Cidadania: Regressar aos Fundamentos Essenciais

A recente decisão do Governo de rever a disciplina de Cidadania e Desenvolvimento representa uma enorme oportunidade para recentrar o ensino nos valores fundamentais que verdadeiramente preparam os jovens para a vida em sociedade. Esta revisão, que reduz os domínios obrigatórios de 17 para 8, sugere uma abordagem mais focada e menos dispersa. Um passo que merece reconhecimento.

Não acredito que haja alguém que não encare a educação para a cidadania como sendo um pilar fundamental de qualquer sistema educativo moderno, sendo ou não lecionada numa disciplina específica. Se tiverem definidos os temas que sejam consensuais, científicos e estruturais de uma sociedade moderna, é fundamental que seja apreendida na escola, pois com certeza poderá oferecer ferramentas essenciais aos alunos/estudantes. A compreensão do Estado de Direito, o funcionamento das instituições democráticas, os direitos e deveres fundamentais, e os princípios do desenvolvimento sustentável. Estes conhecimentos são indispensáveis para formar cidadãos informados, críticos e participativos.

Esta opinião é baseada na experiência de outros países europeus onde é possível verificar que uma educação cívica sólida correlaciona-se positivamente com maior participação democrática, maior coesão social e melhor compreensão dos direitos fundamentais.
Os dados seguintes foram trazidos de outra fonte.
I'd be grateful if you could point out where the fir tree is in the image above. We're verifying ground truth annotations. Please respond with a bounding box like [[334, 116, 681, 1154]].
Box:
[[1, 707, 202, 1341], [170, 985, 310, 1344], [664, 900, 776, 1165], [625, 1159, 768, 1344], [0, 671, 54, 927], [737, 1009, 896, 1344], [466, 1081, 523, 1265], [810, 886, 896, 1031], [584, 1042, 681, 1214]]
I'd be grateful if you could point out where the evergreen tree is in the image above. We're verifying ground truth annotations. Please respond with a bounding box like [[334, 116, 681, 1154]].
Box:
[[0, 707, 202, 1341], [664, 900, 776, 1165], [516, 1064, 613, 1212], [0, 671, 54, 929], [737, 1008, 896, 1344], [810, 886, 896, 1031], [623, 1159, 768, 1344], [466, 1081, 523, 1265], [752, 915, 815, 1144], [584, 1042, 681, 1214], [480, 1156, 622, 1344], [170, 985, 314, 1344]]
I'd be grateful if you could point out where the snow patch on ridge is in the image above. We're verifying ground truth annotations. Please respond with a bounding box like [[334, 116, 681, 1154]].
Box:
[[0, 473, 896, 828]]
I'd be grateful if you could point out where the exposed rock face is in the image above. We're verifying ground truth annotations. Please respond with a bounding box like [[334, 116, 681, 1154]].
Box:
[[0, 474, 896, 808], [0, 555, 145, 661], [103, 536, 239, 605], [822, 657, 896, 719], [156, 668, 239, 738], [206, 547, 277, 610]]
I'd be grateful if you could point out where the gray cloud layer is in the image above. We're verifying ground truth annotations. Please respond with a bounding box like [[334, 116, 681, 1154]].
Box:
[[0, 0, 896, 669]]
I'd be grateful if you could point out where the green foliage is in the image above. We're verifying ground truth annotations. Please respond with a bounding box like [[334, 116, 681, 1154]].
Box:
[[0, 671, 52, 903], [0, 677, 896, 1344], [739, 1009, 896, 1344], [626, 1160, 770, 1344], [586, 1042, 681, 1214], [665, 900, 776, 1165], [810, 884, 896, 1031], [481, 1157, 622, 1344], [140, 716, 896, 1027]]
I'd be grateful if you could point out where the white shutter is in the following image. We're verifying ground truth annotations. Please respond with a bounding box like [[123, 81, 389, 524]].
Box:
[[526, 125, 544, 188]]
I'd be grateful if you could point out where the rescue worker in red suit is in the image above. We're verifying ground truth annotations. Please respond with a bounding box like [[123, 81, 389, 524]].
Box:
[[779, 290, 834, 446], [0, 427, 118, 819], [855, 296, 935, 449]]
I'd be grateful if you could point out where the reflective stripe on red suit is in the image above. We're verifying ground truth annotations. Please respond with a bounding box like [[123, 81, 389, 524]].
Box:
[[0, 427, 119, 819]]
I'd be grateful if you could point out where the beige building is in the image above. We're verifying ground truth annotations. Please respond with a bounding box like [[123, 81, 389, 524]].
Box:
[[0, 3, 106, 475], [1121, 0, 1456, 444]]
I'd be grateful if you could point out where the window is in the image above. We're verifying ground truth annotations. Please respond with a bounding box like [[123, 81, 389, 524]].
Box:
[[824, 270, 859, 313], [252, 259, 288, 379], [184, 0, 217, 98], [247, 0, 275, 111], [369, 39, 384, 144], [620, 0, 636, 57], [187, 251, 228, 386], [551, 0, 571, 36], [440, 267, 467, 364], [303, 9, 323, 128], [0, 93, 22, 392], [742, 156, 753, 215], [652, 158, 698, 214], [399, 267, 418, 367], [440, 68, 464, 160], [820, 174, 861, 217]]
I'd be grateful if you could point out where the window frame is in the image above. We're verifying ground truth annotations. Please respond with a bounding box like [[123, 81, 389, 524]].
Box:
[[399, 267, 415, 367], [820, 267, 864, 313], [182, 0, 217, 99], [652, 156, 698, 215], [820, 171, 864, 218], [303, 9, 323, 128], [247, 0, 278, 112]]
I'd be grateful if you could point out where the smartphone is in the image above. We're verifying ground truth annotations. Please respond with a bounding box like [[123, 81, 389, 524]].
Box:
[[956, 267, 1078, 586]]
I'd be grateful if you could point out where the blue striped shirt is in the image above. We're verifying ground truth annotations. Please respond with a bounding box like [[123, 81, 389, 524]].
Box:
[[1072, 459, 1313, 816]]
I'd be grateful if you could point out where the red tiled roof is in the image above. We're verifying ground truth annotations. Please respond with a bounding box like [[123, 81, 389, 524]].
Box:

Em França, por exemplo, o ensino moral e cívico centra-se em valores republicanos consensuais, evitando divisões ideológicas desnecessárias.

Como é sabido esta revisão deve-se ao facto de que nos últimos anos, assistimos a uma deriva preocupante na disciplina de Cidadania. Tentaram transformar esta disciplina num Cavalo de Troia para agendas particulares, não científicas, não consensuais socialmente, que dividem a sociedade em vez de a unir. A introdução de conteúdos, não só controversos, como ideológicos, relacionados com a identidade de género, acabou por gerar um clima de polarização que prejudica o ambiente escolar, perturbando alunos e professores. Porque a instrumentalização da disciplina manifesta-se de várias formas, desde a Imposição de narrativas específicas como a apresentação de teorias como factos científicos estabelecidos, quando na realidade permanecem objeto de intenso debate académico e social, seja através da ausência de pluralismo, com a crescente tendência para apresentar apenas uma perspetiva sobre questões complexas, negando aos estudantes a possibilidade de conhecer diferentes pontos de vista, seja através da Desvalorização do papel parental, com a tentativa de marginalização do direito fundamental dos pais de orientar a educação dos filhos em matérias sensíveis, conforme consagrado na Constituição e na Declaração Universal dos Direitos Humanos, como foi o caso da família Mesquita Guimarães.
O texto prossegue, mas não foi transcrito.